Три фигурки стояли перед домом. Над ними сияло большое жёлтое солнце с неровными лучами.
Марина поднялась, пошла на кухню, нашла в ящике кнопку и прикрепила лист к стене возле окна. Рисунок повис немного криво, но ей почему-то совсем не захотелось поправлять.
Стеклянный шар она поставила на подоконник — рядом с горшком базилика, который принесла Людмила Викторовна.
В пятницу Илья вернулся из школы и, даже не сняв куртку, по привычке заглянул на кухню. Увидел рисунок на стене и замер.
— Это мой? — спросил он после паузы.
— Твой.
— Мам, мне же пять лет было. Я тогда рисовал… ну, как пятилетний.
— А мне нравится, — спокойно ответила Марина.
Илья ещё немного постоял перед листом, рассматривая собственных кривоватых человечков. Потом всё-таки снял куртку и бросил через плечо:
— Я могу другой нарисовать. Нормальный. Лучше.
— Нарисуй, — сказала она.
Он ушёл в комнату. Через минуту оттуда донеслось шуршание: Илья выдвигал ящики, искал карандаши, перекладывал тетради.

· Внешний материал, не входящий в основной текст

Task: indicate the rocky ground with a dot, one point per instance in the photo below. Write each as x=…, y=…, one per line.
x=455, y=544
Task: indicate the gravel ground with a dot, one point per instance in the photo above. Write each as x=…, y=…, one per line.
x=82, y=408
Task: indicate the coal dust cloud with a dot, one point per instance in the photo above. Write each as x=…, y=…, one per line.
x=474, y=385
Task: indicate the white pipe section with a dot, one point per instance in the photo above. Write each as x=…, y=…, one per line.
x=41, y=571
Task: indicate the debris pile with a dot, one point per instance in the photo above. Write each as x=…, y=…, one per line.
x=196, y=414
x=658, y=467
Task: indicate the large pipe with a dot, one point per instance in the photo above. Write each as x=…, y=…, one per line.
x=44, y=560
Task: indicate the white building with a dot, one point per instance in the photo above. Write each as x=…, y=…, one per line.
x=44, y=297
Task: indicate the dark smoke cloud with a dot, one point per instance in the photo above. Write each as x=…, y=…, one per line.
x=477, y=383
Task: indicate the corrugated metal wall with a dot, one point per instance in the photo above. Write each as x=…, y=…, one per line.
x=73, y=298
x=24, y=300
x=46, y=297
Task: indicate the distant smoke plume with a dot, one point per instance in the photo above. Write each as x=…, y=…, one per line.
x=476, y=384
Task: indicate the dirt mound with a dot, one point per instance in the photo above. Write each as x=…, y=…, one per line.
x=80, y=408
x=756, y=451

Марина стояла у плиты и мешала суп. Ложка медленно ходила по кругу, поднимая со дна картошку и морковь. И вдруг она подумала: вот он, ответ на тот вопрос, который Илья задал ей две недели назад.
«У тебя получается?»
Она тогда не знала, что сказать.
И сейчас не знала наверняка.
Но она была здесь. И он был здесь. На плите варился суп. За стеной сосед снова смотрел телевизор. На подоконнике тянулся к свету базилик. Возможно, вечером зайдёт Людмила Викторовна и принесёт что-нибудь к чаю. Кирилл прибежит делать уроки. Балконная дверь будет поскрипывать от ветра, потому что замок так и остался неисправным.

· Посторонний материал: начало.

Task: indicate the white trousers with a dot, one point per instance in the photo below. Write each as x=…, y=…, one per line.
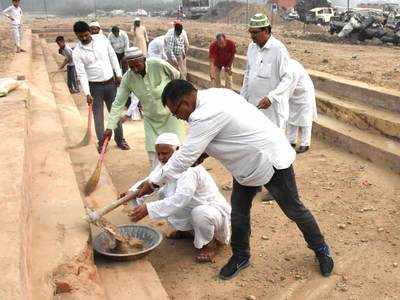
x=207, y=222
x=17, y=34
x=305, y=134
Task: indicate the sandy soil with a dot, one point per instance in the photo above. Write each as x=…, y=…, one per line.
x=6, y=46
x=376, y=65
x=356, y=204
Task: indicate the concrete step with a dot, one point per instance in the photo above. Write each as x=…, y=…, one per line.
x=118, y=279
x=378, y=149
x=60, y=259
x=15, y=162
x=204, y=67
x=355, y=91
x=362, y=116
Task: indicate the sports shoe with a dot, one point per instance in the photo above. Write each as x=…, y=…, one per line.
x=325, y=260
x=233, y=267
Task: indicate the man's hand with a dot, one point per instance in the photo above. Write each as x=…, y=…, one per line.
x=107, y=134
x=89, y=99
x=264, y=103
x=124, y=119
x=200, y=159
x=145, y=189
x=138, y=213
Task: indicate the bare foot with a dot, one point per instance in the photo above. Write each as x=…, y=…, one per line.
x=180, y=235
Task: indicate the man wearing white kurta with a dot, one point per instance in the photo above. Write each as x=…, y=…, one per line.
x=156, y=48
x=224, y=125
x=268, y=78
x=14, y=13
x=302, y=108
x=190, y=202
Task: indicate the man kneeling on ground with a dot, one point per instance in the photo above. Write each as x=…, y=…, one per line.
x=191, y=203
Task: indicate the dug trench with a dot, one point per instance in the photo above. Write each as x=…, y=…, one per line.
x=355, y=202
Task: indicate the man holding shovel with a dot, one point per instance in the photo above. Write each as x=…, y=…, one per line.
x=146, y=78
x=95, y=62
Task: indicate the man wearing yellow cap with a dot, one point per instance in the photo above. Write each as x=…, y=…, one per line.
x=146, y=78
x=268, y=79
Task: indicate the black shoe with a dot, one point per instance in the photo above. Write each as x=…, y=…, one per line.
x=325, y=265
x=325, y=260
x=302, y=149
x=123, y=145
x=232, y=268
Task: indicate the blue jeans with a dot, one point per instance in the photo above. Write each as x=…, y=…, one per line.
x=282, y=187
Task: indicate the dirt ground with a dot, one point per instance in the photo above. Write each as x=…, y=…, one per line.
x=356, y=203
x=6, y=46
x=376, y=65
x=357, y=206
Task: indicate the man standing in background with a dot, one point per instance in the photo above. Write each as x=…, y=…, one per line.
x=268, y=78
x=120, y=42
x=14, y=13
x=96, y=62
x=66, y=51
x=176, y=45
x=222, y=52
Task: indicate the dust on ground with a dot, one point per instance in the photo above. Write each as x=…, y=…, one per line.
x=355, y=203
x=7, y=48
x=375, y=65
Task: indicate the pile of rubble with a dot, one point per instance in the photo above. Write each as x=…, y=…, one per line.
x=372, y=26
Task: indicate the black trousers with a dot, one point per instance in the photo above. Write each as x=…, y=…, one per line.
x=282, y=187
x=104, y=93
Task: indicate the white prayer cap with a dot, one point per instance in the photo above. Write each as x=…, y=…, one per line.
x=95, y=24
x=133, y=53
x=168, y=138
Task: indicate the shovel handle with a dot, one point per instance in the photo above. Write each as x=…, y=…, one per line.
x=103, y=149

Это была не та жизнь, которую Марина когда-то представляла.
Не тот город. Не та квартира. Не та дорога, на которую она рассчитывала.
Но всё равно это была жизнь.
Её жизнь.
И, кажется, она понемногу начинала принадлежать ей самой.
В субботу Марина проснулась рано. Не от скрипа балконной двери, не от соседского телевизора, не от шума в подъезде. Просто открыла глаза — и всё.
В квартире стояла редкая тишина. За окном моросил мелкий дождь, почти такой же, как в день их приезда.
Марина встала, накинула халат и прошла на кухню. Поставила чайник. Вода из крана текла прозрачная, без рыжеватого оттенка — видимо, трубы всё-таки прочистили. Газовая конфорка вспыхнула сразу, без щелчков и упрямого ожидания.
Она осталась стоять у окна, пока чайник набирал шум.
Двор был пустой. Клён под окнами стоял голый, мокрый, тёмный. И только на одной ветке, почти у самого ствола, держался последний лист — жёлтый, с загнутым краем, упрямый до смешного.
Из комнаты Ильи донёсся шорох. Он тоже проснулся.
— Мам, чай есть? — сонно спросил он.
— Сейчас будет.
Марина достала из шкафа две чашки. Одна — старая, привезённая из Ровно, с потёртым рисунком. Другая — новая, купленная уже здесь, в маленьком магазине на углу: простая, белая, без узоров.
Она поставила их рядом на стол.
Илья вышел на кухню, сел напротив. Волосы взъерошены, на щеке отпечаталась складка от подушки.
— Я рисунок сделал, — сказал он, зевая.
— Покажешь?
— Потом. Он ещё не готов.
Марина налила ему чай. Илья взял новую белую чашку и обхватил её ладонями, грея пальцы.
За стеной привычно забормотал телевизор. На подоконнике в сером утреннем свете стояли стеклянный шар с домиком и горшок базилика. На стене чуть криво висел старый детский рисунок.
Марина села напротив сына и взяла свою чашку — старую, с потёртым рисунком.
Они пили чай молча.
Но это молчание уже не было тем тяжёлым, глухим молчанием первых дней, когда каждое слово казалось лишним и опасным. Теперь оно было другим. Спокойным. Тёплым. Почти домашним.
Балконная дверь тихонько скрипнула от ветра.
Марина услышала этот звук, но не поднялась, чтобы закрыть.